Apple は「『このスケジュールを変更』をタップすると、睡眠スケジュールの定期的な目覚ましアラームもアップデートされます」と注記しています(Apple サポート「iPhoneの『時計』で目覚ましアラームを変更する」)。つまり「明日だけ早く起きたい」つもりで触ると、平日の設定ごと書き換わることがあるわけです。翌日限りの変更なのか恒久の変更なのかを、タップする前に決めておいてください。
Android:4つのレバーがそのまま設定項目になっている
Google の時計アプリは、このあと組み立てる4本のレバーがほぼそのまま並んでいるのが特徴です。Google 公式ヘルプが挙げている項目は次の通りです(時計ヘルプ「時計アプリの設定を変更する」)。
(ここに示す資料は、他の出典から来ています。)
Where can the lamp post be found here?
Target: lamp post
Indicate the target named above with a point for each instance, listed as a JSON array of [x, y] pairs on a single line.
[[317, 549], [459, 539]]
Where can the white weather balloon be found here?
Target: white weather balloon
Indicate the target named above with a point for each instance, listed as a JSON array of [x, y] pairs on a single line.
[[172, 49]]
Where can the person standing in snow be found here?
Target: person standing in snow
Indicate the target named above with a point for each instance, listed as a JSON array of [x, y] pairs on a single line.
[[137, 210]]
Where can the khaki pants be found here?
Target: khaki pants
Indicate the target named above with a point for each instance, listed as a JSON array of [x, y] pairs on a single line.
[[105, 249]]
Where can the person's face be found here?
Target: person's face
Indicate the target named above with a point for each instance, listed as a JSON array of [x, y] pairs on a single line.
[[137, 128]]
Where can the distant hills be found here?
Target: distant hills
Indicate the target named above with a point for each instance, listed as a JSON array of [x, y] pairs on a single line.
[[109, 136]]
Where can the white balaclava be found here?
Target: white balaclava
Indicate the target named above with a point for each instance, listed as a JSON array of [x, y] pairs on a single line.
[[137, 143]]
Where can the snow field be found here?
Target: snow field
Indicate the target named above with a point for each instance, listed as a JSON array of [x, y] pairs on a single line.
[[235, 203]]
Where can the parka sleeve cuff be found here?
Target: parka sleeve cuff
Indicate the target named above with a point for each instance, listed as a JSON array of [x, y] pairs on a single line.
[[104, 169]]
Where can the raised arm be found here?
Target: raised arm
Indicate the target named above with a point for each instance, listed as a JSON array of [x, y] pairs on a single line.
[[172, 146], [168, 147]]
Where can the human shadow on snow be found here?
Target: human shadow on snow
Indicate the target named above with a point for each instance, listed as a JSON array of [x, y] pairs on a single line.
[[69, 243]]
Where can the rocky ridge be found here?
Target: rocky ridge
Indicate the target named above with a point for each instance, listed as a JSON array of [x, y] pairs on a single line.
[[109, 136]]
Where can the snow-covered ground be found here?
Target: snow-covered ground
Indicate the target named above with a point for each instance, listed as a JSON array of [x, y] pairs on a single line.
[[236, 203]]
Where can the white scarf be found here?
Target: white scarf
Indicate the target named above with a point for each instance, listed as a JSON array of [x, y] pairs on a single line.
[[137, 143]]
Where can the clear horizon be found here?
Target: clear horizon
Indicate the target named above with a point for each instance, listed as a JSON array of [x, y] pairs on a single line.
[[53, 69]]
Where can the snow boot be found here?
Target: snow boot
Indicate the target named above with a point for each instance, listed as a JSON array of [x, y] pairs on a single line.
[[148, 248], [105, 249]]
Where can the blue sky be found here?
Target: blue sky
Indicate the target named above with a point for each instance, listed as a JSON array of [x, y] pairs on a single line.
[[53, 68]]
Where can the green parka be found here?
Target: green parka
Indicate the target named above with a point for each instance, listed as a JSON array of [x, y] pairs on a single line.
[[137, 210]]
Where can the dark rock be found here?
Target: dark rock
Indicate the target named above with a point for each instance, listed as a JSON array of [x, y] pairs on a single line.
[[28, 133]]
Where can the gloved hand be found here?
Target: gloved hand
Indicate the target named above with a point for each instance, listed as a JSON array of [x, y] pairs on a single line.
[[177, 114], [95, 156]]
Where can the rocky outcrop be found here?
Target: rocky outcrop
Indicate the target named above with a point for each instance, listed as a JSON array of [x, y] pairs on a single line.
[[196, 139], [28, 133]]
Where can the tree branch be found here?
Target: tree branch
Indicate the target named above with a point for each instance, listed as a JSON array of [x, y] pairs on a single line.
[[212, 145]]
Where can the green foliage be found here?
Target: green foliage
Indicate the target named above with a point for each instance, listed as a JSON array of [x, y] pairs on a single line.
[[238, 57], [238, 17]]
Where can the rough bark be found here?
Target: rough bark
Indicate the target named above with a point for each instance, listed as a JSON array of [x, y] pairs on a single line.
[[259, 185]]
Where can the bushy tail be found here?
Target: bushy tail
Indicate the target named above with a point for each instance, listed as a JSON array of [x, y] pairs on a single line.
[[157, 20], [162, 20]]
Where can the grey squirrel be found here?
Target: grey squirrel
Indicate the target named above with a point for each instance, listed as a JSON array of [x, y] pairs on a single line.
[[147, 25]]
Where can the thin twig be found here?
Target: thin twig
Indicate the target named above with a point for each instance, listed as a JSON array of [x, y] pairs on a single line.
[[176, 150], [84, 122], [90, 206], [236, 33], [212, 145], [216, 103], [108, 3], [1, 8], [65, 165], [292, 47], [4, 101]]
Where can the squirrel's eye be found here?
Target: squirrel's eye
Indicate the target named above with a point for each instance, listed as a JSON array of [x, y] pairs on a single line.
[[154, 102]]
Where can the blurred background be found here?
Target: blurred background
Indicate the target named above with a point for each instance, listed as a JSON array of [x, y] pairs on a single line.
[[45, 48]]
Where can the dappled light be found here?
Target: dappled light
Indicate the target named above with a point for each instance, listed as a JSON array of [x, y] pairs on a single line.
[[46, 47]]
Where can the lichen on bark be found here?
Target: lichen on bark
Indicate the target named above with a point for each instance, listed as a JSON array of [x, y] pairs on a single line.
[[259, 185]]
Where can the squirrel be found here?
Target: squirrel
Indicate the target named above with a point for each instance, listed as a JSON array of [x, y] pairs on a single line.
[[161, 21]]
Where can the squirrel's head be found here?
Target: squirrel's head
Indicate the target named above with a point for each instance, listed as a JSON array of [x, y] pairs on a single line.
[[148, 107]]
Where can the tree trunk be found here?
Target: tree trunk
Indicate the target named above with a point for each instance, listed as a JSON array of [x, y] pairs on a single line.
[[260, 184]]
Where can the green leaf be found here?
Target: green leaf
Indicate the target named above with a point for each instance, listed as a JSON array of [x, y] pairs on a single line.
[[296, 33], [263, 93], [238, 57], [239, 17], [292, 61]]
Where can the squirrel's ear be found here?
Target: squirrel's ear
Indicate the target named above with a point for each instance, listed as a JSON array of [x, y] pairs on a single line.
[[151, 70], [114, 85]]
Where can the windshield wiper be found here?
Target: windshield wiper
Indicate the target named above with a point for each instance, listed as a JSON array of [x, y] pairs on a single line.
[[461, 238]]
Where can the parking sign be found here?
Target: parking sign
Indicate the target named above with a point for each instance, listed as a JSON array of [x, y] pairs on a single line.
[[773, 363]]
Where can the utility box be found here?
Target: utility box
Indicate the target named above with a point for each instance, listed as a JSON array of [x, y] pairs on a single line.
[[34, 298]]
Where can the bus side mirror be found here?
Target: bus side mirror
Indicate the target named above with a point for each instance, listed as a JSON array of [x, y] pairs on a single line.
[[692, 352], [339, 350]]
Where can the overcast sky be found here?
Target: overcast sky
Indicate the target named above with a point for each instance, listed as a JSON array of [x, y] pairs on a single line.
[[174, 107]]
- 消音までの時間:アラームが鳴り続ける時間の長さを選ぶ
- スヌーズの長さ:アラームを再度鳴らすまでの時間の長さを選ぶ
- アラームの音量:スライダーで変更する
- 徐々に音量を上げる:アラームの音量を少しずつ大きくする
- 音量ボタン:押したときの動作を、音量の調節・スヌーズ・解除から選ぶ
既定のスヌーズ間隔についても Google は明言しています。「アラームをいったん止めて10分後にもう一度鳴らすには、[スヌーズ]をタップします」(時計ヘルプ「Android デバイスでアラームを設定、キャンセル、スヌーズする」)。iPhone の初期値が9分と言われるのに対し、Google の時計は10分から始まる、という違いがあります。ただし Android は端末メーカーごとに独自の時計アプリを載せていることがあるため、手元の項目名が一致しない場合はメーカー側の仕様が優先されます。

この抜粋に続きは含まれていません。